In his book Adventures on the Wine Route, Lynch alludes to a good vouvray’s kinship with white burgundy; the aroma, he says, has more in common with meursault (a chardonnay) than Californian chenin. But some chenins from farther afield also have about them a whiff of buttery burgundy – Stellenbosch producer Villiera’s Barrel-Fermented Chenin Blanc, say, is the perfect accompaniment to roast chicken, creamy pasta or cheese. If you want a South African chenin under £20, you’re spoilt for choice at most major retailers, but at that price point the approachably punk wines from Swartland producer Testalonga are the best you’ll get: their Baby Bandito Keep on Punching 2024 is round, zippy and crowd-pleasing in the best way. It might even propel you to go hat shopping.

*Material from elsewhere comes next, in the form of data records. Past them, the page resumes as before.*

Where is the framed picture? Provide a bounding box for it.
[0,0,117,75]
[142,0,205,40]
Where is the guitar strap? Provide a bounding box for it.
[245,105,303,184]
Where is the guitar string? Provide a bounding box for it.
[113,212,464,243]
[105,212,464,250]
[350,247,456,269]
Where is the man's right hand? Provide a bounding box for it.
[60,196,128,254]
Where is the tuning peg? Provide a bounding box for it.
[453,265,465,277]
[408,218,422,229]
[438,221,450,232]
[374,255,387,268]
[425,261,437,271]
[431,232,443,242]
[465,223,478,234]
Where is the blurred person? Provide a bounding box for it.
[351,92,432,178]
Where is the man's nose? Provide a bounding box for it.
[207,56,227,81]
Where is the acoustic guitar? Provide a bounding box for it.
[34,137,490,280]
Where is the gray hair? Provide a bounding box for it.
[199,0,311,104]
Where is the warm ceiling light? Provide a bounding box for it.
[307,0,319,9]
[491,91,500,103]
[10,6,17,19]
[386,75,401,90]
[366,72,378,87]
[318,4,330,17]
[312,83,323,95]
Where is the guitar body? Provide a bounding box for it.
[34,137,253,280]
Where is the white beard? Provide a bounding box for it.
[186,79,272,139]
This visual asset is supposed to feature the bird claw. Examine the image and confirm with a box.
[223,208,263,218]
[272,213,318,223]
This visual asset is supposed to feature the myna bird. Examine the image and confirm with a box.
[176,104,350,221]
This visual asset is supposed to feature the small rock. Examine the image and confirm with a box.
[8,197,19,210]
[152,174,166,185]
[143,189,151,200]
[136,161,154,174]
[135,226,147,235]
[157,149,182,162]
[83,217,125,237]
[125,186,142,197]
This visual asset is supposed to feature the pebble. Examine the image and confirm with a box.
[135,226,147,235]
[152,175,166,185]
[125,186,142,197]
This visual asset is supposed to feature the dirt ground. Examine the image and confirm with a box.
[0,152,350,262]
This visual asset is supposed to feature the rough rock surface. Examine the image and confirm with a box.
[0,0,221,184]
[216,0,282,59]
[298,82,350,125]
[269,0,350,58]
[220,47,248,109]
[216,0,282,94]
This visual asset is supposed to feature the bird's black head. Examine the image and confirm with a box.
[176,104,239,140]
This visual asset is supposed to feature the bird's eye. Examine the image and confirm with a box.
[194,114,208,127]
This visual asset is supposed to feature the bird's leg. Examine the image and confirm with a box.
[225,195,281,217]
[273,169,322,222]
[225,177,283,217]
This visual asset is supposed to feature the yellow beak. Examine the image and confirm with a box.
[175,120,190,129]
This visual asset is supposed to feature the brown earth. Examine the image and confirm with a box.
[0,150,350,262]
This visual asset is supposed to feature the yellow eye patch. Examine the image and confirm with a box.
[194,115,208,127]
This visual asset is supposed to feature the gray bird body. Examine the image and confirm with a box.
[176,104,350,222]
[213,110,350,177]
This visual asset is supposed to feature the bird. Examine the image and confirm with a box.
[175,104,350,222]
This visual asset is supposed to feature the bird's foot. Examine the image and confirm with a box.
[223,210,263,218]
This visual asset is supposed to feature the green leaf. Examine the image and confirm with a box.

Five chenin blancs that are well worth a punt

Reyneke Organic Chenin Blanc £12 Waitrose, 13.5%. Full, crisp and peachy, this is a great everyday aperitif for summer.

Testalonga Baby Bandito Keep on Punching £18.95 Buon Vino, 12%. Fresh, peachy and guaranteed to please any crowd.

Villiera Barrel-Fermented Chenin Blanc £20 Ocado, 14.5%. An aromatic, buttery beauty from Stellenbosch.

Berceau des Fees Savennières 2023 £25 Vinatis, 11.5%. An elegant and perfumed low-intervention savennières.

Le Clos de la Meslerie Vouvray Sec 2023 £42 Dynamic Vines, 13.5%. The stairway to heaven begins here.